What the info above is telling us is that after firing those 10 shots that had an average of 2,768.8 fps and an SD of 8.82 fps, we can say with 99% confidence that the SD of our remaining 240 rounds will fall between 5.5 and 20.1 fps. There is only a 1 in 100 chance that it would fall outside of that range. But that is a huge range! Maybe going for 99% confidence is too strict, so let’s drop to 75% confidence and we can see the SD is predicted to be 7.1 – 12.5 fps. A 75% confidence interval means we can expect that 1 time out of 4 (25% of the time) the real value of the population would fall outside of that range.

One way to get more confidence in the results is to increase the sample size, so let’s say that we fired another 10 rounds for a total string of 20 shots. The range related to a 95% confidence level would shrink from 6.1-16.1 to 7.9-15.1. That first range is a window of 10 fps, and the second is 7.2 fps – not a huge difference for doubling the sample size. The confidence level you are comfortable with is a personal trade-off between accepting some risk that your results are not accurate vs. investing more time and money to keep testing.

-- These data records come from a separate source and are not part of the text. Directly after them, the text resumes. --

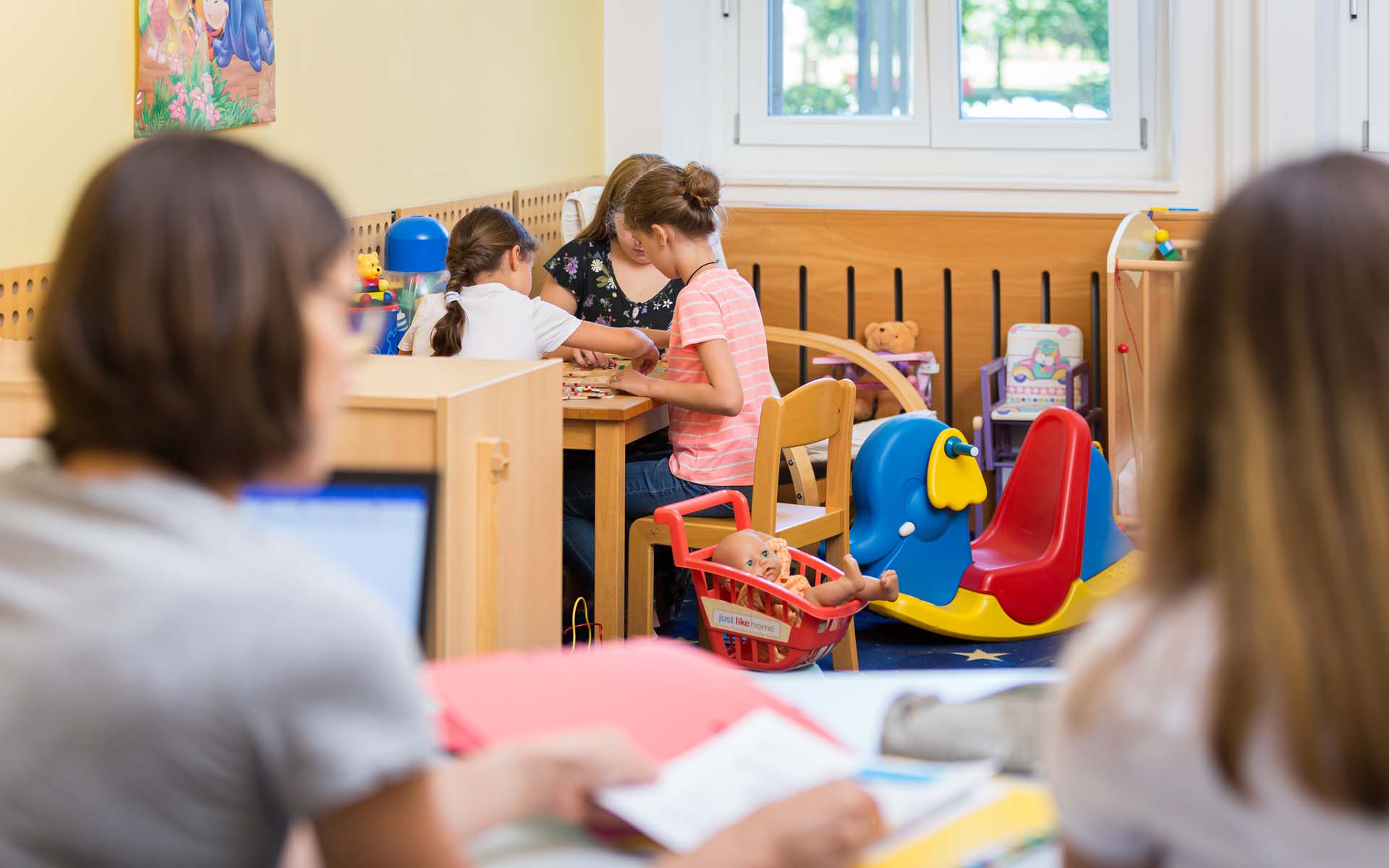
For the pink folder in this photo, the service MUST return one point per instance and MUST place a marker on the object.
(666, 696)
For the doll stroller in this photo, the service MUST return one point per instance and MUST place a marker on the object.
(750, 620)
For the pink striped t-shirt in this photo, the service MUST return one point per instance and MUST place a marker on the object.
(715, 449)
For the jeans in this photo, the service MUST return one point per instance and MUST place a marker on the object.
(649, 485)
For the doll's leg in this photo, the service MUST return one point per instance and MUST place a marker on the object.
(833, 593)
(841, 590)
(883, 590)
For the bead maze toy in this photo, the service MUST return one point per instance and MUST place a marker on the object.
(750, 620)
(919, 367)
(593, 383)
(1146, 273)
(1052, 550)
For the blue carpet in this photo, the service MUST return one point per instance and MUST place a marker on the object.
(885, 643)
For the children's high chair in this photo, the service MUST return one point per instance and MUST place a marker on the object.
(1043, 367)
(816, 412)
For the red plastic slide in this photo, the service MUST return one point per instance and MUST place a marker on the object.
(1031, 552)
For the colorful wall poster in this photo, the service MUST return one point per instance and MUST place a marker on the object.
(203, 64)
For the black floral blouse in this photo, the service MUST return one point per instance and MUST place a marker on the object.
(585, 268)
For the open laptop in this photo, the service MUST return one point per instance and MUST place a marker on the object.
(375, 527)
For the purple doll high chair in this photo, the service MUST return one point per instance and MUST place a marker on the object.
(1043, 367)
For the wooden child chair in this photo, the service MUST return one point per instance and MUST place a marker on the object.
(816, 412)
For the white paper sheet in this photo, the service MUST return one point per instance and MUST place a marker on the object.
(764, 759)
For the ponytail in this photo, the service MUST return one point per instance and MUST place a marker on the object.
(477, 246)
(682, 197)
(448, 336)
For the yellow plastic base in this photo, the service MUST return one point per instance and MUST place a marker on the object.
(975, 616)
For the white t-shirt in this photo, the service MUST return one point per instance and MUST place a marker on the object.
(1137, 780)
(502, 324)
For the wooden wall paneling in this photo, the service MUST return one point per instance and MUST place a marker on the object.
(22, 292)
(367, 232)
(451, 213)
(1020, 246)
(538, 208)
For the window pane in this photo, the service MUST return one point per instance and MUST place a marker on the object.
(1035, 59)
(839, 57)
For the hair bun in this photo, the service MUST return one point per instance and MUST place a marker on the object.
(699, 185)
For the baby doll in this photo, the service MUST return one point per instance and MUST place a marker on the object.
(768, 557)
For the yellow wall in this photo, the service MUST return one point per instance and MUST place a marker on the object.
(388, 102)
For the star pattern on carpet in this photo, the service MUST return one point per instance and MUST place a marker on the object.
(981, 655)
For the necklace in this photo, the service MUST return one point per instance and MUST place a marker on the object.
(699, 270)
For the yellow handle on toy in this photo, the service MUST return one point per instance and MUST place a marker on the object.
(953, 475)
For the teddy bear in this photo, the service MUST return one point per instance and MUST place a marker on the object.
(884, 338)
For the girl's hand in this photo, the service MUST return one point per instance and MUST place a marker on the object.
(823, 828)
(590, 359)
(552, 777)
(566, 770)
(631, 382)
(646, 360)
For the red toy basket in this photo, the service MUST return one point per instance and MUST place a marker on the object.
(752, 621)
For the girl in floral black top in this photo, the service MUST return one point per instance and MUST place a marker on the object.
(585, 273)
(584, 270)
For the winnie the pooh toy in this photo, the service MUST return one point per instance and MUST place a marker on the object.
(368, 274)
(884, 338)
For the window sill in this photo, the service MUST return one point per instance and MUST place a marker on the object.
(956, 182)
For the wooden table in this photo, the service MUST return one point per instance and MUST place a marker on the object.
(492, 433)
(605, 427)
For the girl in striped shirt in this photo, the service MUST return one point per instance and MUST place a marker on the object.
(717, 373)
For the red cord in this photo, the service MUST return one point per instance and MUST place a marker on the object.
(1118, 286)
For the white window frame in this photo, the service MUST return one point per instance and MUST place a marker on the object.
(1123, 129)
(1374, 74)
(935, 80)
(759, 127)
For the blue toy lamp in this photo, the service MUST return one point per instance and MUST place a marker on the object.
(416, 252)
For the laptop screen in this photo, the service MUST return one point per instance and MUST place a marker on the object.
(377, 528)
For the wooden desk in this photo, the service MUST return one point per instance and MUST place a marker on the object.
(605, 427)
(492, 433)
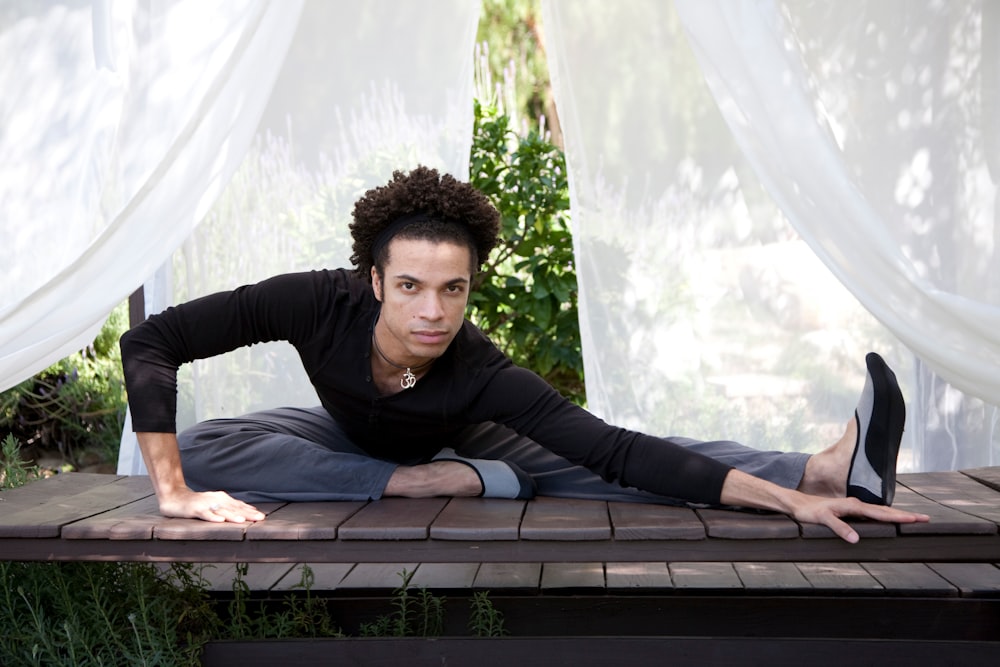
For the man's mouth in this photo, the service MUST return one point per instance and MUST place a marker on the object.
(430, 337)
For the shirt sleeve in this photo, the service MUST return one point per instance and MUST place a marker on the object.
(524, 402)
(280, 308)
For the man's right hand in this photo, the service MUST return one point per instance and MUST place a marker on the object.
(162, 457)
(216, 506)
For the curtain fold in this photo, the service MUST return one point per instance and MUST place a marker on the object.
(723, 150)
(121, 125)
(367, 88)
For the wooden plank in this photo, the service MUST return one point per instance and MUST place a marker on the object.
(909, 579)
(326, 577)
(393, 519)
(705, 576)
(971, 579)
(771, 577)
(589, 651)
(46, 520)
(478, 519)
(51, 489)
(304, 521)
(647, 576)
(578, 577)
(566, 519)
(841, 577)
(382, 576)
(958, 491)
(135, 521)
(451, 576)
(509, 576)
(740, 525)
(988, 476)
(641, 521)
(944, 520)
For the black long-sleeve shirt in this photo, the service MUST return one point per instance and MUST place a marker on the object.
(328, 316)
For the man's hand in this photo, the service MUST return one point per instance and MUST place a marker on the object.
(830, 512)
(743, 490)
(215, 506)
(162, 457)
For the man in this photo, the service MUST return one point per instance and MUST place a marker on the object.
(416, 402)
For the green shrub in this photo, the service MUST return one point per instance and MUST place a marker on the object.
(76, 407)
(527, 299)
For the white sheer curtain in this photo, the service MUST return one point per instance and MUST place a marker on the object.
(119, 124)
(367, 88)
(860, 133)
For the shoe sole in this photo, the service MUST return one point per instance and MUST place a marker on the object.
(886, 426)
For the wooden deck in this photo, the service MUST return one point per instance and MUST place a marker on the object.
(79, 516)
(586, 581)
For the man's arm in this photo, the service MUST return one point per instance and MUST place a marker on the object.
(744, 490)
(163, 460)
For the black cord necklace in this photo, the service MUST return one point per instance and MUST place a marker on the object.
(409, 379)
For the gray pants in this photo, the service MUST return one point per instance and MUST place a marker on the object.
(297, 454)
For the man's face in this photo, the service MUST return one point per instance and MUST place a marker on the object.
(423, 295)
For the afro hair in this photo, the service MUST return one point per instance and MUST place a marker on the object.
(467, 214)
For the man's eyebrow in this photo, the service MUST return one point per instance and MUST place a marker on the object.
(413, 279)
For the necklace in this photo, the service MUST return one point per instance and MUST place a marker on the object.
(409, 379)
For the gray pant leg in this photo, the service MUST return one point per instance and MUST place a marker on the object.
(555, 476)
(288, 454)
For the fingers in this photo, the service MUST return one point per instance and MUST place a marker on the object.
(831, 512)
(220, 507)
(842, 529)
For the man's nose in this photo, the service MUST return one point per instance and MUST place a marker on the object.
(431, 307)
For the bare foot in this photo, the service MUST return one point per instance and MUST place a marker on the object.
(826, 472)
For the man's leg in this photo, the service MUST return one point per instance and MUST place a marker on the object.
(555, 476)
(288, 454)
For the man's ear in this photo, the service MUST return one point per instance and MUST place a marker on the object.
(376, 285)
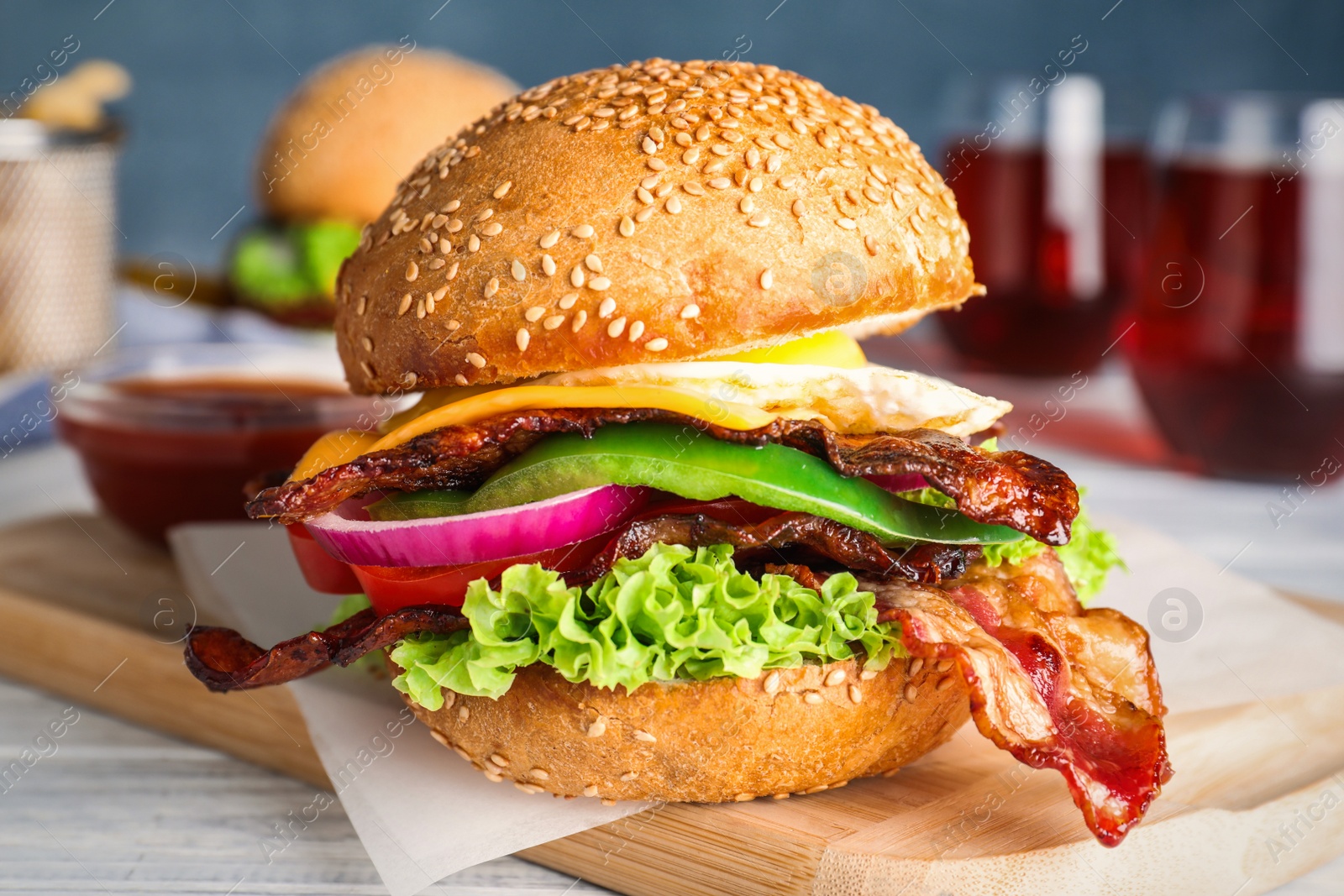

Stats Calculator for Shooters

Adam McDonald is a Canadian FTR shooter and he wrote two outstanding articles related to statistics for shooters, which I highly recommend (click here for Part 1 and Part 2). Adam also created an insanely useful tool to help us calculate the ranges and probabilities for a certain set of data and the desired level of confidence – without needing a math degree. Here is a link to Adam’s Stats Calculator for Shooters (alternate link, if that other doesn’t work for you.)

The screenshot below shows two examples of what Adam’s calculator can do. In these examples, I simply put in three numbers:

I also selected the desired confidence level, and viola – the tool tells me the ranges I can expect for the population based on the sample data provided.

Stats Calculator from Adam MacDonald at AutoTrickler

I entered the same average and SD for both samples above, and only changed the desired confidence level and sample size between the two examples. We can see the range for the SD on the left is 5.5-26.4 fps, and on the right, it is 7.3-12.6. That wider range is a result of a sample size of just 5 shots and a desired confidence level of 95%. The narrower range was based on 20 shots and I lowered the confidence level to 90%. Adding more data points and compromising to a lower confidence level in the results will both effectively narrow the range. Hopefully, this illustrates some of the basics of how Adam’s tool can help.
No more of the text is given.